The gospel (Mark 4:26-34) highlights two parables presented by Jesus – The Parable of the Seed that gradually grows in the night from a shoot, to an ear, then a full grain leading to harvest time. The second parable is the Proverbial Mustard Seed which is the smallest of all the seeds on earth but once it is sown, it grows into the biggest shrub of all and puts out branches where the birds of the air find shelter in its branches.
In the two parables, the Seed is the word of God in the heart of a Christian and the planter is God.
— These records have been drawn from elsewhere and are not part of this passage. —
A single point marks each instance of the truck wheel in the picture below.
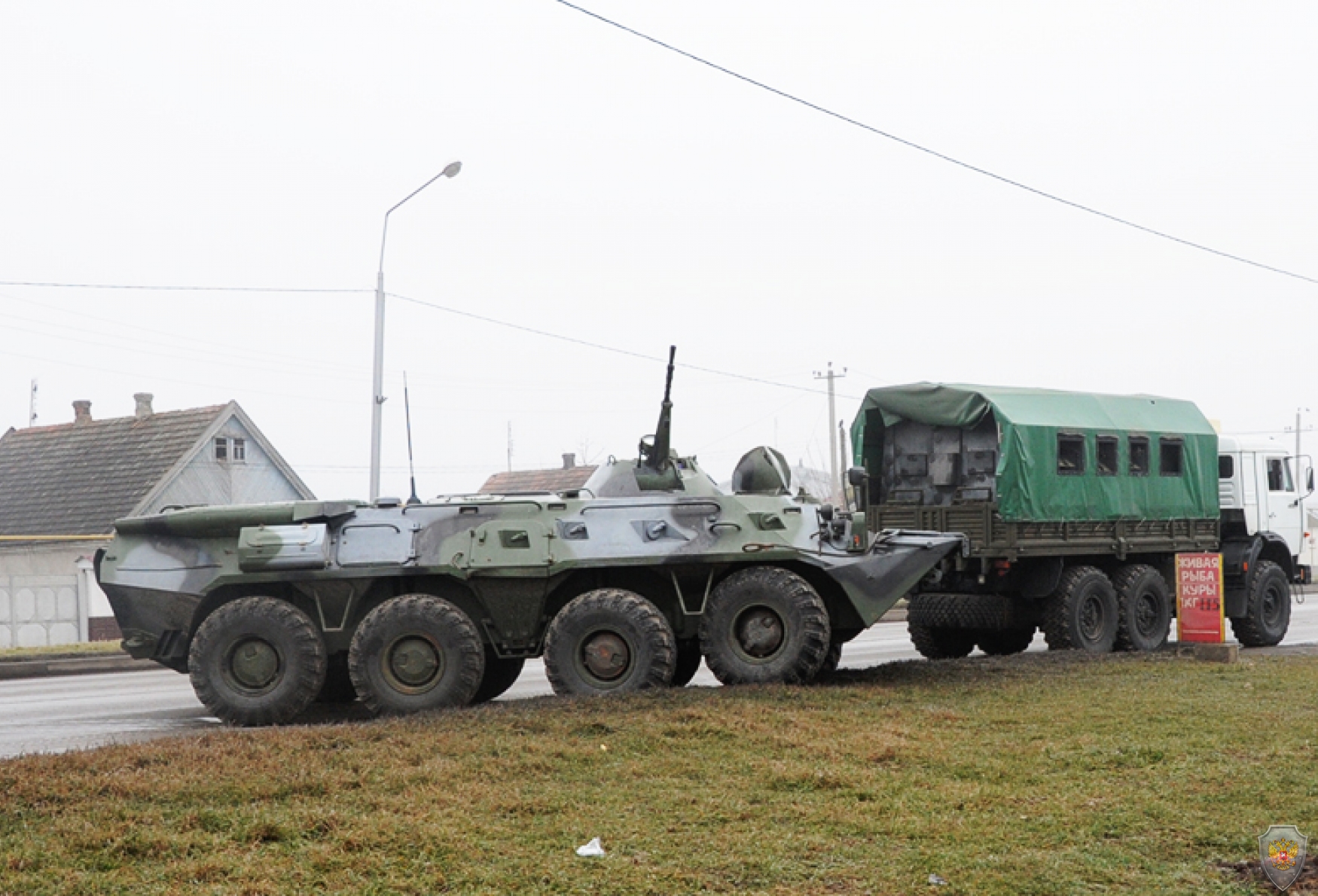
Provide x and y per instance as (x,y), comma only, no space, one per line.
(1143,608)
(687,666)
(609,641)
(982,611)
(337,688)
(1267,611)
(1082,611)
(940,642)
(500,675)
(416,653)
(764,625)
(258,660)
(1005,642)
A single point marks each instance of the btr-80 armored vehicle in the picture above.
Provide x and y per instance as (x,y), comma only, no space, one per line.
(621,585)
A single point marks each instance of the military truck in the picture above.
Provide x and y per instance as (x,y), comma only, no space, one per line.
(1075,506)
(621,585)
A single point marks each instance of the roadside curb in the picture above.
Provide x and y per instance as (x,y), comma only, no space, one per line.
(59,666)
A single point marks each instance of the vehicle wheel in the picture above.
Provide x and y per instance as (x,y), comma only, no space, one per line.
(687,666)
(609,641)
(764,625)
(829,667)
(1003,642)
(500,675)
(1082,611)
(941,643)
(258,660)
(984,611)
(416,653)
(1267,611)
(337,688)
(1143,608)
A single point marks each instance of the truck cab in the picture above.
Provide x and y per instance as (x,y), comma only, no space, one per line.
(1259,493)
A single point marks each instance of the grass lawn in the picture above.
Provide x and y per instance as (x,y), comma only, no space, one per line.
(1039,774)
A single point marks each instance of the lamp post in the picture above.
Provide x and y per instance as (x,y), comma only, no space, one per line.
(377,398)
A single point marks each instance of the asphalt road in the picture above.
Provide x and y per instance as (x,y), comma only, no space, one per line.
(79,712)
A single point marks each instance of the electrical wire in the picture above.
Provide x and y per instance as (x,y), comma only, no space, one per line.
(179,289)
(936,153)
(609,348)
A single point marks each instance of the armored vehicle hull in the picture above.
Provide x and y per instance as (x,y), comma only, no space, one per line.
(437,605)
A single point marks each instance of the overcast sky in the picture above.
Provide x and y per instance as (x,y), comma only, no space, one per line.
(622,195)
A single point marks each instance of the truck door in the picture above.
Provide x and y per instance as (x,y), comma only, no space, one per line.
(1249,476)
(1283,511)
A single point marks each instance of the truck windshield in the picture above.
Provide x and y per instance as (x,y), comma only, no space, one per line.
(1279,474)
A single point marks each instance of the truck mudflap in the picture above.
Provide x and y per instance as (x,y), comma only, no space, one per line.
(892,565)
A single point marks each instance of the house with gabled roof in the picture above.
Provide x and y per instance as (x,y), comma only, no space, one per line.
(63,486)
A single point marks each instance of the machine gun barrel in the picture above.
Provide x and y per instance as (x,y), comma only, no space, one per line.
(662,447)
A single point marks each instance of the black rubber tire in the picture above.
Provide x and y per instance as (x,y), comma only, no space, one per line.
(1267,611)
(941,643)
(1005,642)
(416,653)
(500,675)
(980,611)
(603,627)
(764,601)
(1143,608)
(284,669)
(1081,614)
(687,666)
(337,688)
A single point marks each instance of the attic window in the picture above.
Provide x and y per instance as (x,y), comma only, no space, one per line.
(1070,455)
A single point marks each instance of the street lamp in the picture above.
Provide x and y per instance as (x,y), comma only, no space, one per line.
(377,398)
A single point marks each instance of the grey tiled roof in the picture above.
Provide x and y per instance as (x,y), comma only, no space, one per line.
(77,479)
(538,481)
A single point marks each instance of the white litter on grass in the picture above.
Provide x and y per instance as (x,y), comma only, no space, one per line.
(590,850)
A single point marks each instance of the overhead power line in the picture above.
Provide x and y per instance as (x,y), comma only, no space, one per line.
(603,347)
(911,144)
(178,289)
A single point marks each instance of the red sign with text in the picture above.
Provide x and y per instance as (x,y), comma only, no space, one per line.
(1200,613)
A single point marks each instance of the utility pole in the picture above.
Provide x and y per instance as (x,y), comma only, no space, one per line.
(834,481)
(843,459)
(377,374)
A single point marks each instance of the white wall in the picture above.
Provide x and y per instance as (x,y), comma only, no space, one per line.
(47,596)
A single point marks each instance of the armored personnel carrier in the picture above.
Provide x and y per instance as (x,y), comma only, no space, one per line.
(621,585)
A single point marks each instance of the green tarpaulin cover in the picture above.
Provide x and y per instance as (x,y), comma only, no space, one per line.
(1030,421)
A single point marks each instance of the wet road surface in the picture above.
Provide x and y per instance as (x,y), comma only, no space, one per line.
(78,712)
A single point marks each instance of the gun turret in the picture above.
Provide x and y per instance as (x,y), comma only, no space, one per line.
(655,471)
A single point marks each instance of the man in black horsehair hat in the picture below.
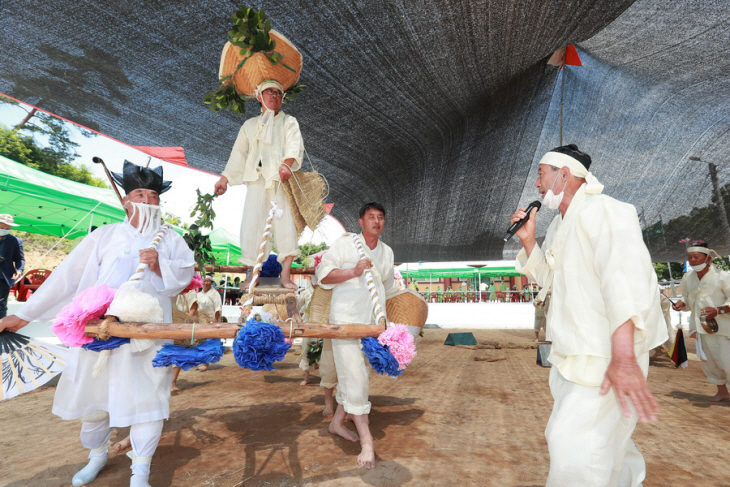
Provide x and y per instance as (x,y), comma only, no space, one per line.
(129,391)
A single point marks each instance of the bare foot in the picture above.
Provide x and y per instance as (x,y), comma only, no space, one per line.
(719,397)
(328,411)
(340,430)
(366,458)
(350,418)
(123,445)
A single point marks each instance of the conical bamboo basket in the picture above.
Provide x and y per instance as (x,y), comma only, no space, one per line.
(407,308)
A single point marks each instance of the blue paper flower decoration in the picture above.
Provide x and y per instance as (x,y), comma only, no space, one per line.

The field is the world. The Word starts in the heart of the believer as a small seed but if nurtured, it grows into a big shrub where others, like birds are drawn to find peace as well as material and spiritual help.
1. Impregnate the World with Christian Values: The message of the first reading that “the tree will sprout branches, bear fruit and become a noble cedar” indicates that believers have the noble task of impregnating the world with Christian values by living holy lives and being the salt of the earth and the light of the world (Cf. Matthew 5:13 & John 8:12).
2. Cut Off Every Nebuchadnezzar: Christians are challenged to cut off every Nebuchadnezzar in their lives which kills the spiritual life towards aligning with God who “sets up” new “topshoots” in their lives.
3. Change the World: As of old, God has planted the Christian in the world as a shoot on a very high mountain to change the world in terms of administering justice and ensuring equitable distribution of resources.
4.Be Exiled from the Flesh: Since we are told that a seeming tension exists between the desires of the flesh and the demands of the spirit, we are challenged to be exiled from the flesh so as to desire doing the will of God bearing in mind that we will give account of our lives before the righteous judge.
5.Endure the Qualms of this Life: The Parable of the Seed that gradually grows in the night from a shoot, to an ear, into a full grain leading to harvest time, teaches us about patience and endurance with the qualms of this life so as to inherit eternal life.
6.Be Humble, Help Others: While the Parable of the Mustard Seed reminds the Christian that humble beginnings can end in great ways, the gospel challenges us on the need to live for others as epitomised by Christ who laid down his life for his flock.
1.The first reading reveals that God would plant a shoot on a very high mountain.
2. In the second reading, St. Paul assures that we live by faith and not by sight.
3. He charges Christians to be exiled from the flesh and develop an ardent desire to please God.
4.The Proverbial Mustard Seed which is the smallest of all the seeds on earth but once it is sown, it grows into the biggest shrub of all.
5, In the two parables, the Seed is the word of God in the heart of a Christian and the planter is God.
Our liturgy urges the Christian to live for others as this is an imperative for true Christian witnessing. Jesus gives his life as a ransom for many and charges us to do same. Our liturgy gives us a clue to achieving this feat namely making concerted efforts at being exiled from the flesh to live the life of the spirit. Since our readings demonstrate that we can only do our best and leave the rest for God, we must be patient towards reaching our heavenly goal. May God help us to live our lives to the full so as to inherit eternal life. Amen!
NB: Kindly pray for Rev. Frs. Maurice Matthias, Magnus Yatai, Linus Thliza, Henry Dabang, Iliya Benu, Hilary Longs, Kefas Kusni and Justine Dyikuk as we mark our 12 years of faithful service to God as Catholic Priests tommorow 13th June, 2021. St. Anthony of Padua, pray for us!